February 28th, 2012 | News | Alfred Hermida | No Comments

Participatory Journalism: Guarding Open Gates at Online Newspapers has been lauded for as a “robust piece of empirical research” in a review in Journalism Studies.

In her review (PDF), Lily Canter of the University of Sheffield writes that “the breadth and scope of the collaborative project is an extremely valuable one which unpicks the threads that lie at the heart of journalism and examines how those core threads are being rewoven in a digital age, where anyone with Internet access can be a publisher.”

The review praises the book for its consistent tone, noting that “the authors have obviously gone to great lengths to ensure that the book stands together as a whole, rather than appearing as a disparate selection of papers around a common theme.”

While noting that the book prefers to rely on “applied knowledge rather than a theoretical”, it says this is an “admirable and appropriate approach to take” for a text trying to reach a wider audience.

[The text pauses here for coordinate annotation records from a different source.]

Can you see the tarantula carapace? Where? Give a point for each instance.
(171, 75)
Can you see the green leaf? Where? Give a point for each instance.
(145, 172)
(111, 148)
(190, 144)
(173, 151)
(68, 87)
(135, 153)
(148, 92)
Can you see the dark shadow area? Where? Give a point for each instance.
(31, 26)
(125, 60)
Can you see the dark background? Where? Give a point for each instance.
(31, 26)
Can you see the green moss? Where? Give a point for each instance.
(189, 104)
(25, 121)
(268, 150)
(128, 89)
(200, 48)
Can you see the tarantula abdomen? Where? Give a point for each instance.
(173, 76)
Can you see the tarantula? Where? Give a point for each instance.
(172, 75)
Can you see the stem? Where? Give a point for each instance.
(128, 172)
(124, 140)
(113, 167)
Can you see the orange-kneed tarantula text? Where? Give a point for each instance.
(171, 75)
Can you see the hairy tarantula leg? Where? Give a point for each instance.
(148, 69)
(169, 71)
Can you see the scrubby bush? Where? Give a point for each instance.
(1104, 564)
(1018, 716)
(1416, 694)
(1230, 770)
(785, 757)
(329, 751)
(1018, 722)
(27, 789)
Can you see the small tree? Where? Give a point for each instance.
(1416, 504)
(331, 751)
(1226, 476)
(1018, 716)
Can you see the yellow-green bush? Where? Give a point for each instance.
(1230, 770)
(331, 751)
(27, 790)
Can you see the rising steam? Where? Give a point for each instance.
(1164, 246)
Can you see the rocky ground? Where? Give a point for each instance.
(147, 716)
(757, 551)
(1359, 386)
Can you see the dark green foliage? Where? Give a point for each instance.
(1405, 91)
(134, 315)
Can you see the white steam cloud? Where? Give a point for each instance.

Canter writes: “On the one hand, it serves as a robust piece of empirical research and, on the other, it is an excellent textbook for journalism students. This is evidently a deliberate device by the authors who wish to make a contribution to knowledge without alienating potential readers.

She continues: “The book is written in clear, familiar English resembling more of a journalistic style than an academic one, and each chapter ends with questions inviting the reader (or lecturer) to discuss and probe issues.”

The review is published in Journalism Studies, iFirst, February 24 2012.